Reputation: 81
I need to incrementally load data to Pandas from Parquet files stored in s3, i'm trying to use PyArrow for this but not having any luck.
Writing an entire directory of Parquet files into Pandas works just fine:
import s3fs
import pyarrow.parquet as pq
import pandas as pd
fs = s3fs.S3FileSystem(mykey,mysecret)
p_dataset = pq.ParquetDataset('s3://mys3bucket/directory', filesystem=fs)
df = p_dataset.read().to_pandas()
But when I try to load a single Parquet file I get an error:
fs = s3fs.S3FileSystem(mykey,mysecret)
p_dataset = pq.ParquetDataset('s3://mys3bucket/directory/1_0_00000000000000014012'
, filesystem=fs)
df = p_dataset.read().to_pandas()
Throws error:
---------------------------------------------------------------------------
IndexError Traceback (most recent call last)

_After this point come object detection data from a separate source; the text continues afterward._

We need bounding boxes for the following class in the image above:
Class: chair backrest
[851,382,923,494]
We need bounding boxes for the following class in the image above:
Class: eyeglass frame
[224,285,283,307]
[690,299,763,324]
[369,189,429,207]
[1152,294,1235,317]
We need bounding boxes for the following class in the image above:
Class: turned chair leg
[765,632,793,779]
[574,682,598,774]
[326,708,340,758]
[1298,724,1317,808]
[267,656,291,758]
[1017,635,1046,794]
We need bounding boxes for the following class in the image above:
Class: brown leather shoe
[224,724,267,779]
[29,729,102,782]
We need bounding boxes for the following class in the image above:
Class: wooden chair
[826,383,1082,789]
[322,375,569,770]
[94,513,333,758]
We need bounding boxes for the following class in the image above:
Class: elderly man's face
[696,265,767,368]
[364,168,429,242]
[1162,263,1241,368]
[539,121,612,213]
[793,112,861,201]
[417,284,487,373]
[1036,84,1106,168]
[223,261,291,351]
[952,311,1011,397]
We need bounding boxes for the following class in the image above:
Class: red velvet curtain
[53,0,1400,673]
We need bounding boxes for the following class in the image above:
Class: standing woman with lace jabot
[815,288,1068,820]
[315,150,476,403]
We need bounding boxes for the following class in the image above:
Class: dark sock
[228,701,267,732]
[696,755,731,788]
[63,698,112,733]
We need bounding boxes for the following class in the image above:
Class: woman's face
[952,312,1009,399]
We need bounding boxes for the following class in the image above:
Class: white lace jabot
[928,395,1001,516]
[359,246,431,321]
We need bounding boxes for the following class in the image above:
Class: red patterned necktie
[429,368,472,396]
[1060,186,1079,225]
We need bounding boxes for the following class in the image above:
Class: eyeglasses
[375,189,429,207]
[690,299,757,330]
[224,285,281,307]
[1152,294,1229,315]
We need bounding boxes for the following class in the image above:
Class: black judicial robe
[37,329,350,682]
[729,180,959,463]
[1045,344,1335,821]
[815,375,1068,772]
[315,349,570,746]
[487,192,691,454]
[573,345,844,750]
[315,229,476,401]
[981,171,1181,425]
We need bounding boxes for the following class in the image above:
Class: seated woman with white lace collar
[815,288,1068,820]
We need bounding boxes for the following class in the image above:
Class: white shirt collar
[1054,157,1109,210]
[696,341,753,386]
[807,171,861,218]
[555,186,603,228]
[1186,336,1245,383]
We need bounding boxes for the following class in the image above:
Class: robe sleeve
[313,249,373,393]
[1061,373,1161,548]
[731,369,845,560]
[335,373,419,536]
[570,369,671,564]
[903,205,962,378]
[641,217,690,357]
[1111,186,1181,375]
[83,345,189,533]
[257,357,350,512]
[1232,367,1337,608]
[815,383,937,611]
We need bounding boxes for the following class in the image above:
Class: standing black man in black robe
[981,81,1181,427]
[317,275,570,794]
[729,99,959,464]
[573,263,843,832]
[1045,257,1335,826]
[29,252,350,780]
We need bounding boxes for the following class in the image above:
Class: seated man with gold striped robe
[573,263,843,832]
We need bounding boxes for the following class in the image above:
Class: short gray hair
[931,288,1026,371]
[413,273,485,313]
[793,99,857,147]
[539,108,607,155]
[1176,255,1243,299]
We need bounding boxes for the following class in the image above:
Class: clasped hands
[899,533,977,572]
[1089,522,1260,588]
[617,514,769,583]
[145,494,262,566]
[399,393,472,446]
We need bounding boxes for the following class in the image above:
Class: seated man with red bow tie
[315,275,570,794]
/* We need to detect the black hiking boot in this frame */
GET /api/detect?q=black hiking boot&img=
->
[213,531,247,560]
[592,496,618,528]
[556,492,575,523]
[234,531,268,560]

<ipython-input-179-3d01b32c60f7> in <module>()
15 p_dataset = pq.ParquetDataset(
16 's3://mys3bucket/directory/1_0_00000000000000014012',
---> 17 filesystem=fs)
18
19 table2.to_pandas()
C:\User\Anaconda3\lib\site-packages\pyarrow\parquet.py in __init__(self, path_or_paths, filesystem, schema, metadata, split_row_groups, validate_schema, filters, metadata_nthreads)
880
881 if validate_schema:
--> 882 self.validate_schemas()
883
884 if filters is not None:
C:\User\Anaconda3\lib\site-packages\pyarrow\parquet.py in validate_schemas(self)
893 self.schema = self.common_metadata.schema
894 else:
--> 895 self.schema = self.pieces[0].get_metadata(open_file).schema
896 elif self.schema is None:
897 self.schema = self.metadata.schema
IndexError: list index out of range
Would appreciate any help with this error.
Ideally I need to append all new data added to s3 (added since the previous time I ran this script) to the Pandas dataframe so was thinking I pass a list of filenames to ParquetDataset. Is there a better way to achieve this? Thanks
Upvotes: 2
Views: 2837
Reputation: 4768
For python 3.6+ AWS has a library called aws-data-wrangler that helps with the integration between Pandas/S3/Parquet
to install do;
pip install awswrangler
to read a single parquet file from s3 using awswrangler 1.x.x and above, do;
import awswrangler as wr
df = wr.s3.read_parquet(path="s3://my_bucket/path/to/data_folder/my-file.parquet")
to read a list of parquet files, do;
import awswrangler as wr
df = wr.s3.read_parquet(path="s3://my_bucket/path/to/data_folder/", dataset=True)
By setting dataset=True awswrangler will read all the individual parquet files below the s3 key.
Upvotes: 0
Reputation: 105481
You want to use pq.read_table
(pass a file path or file handle) instead of pq.ParquetDataset
(pass a directory). HTH
Upvotes: 1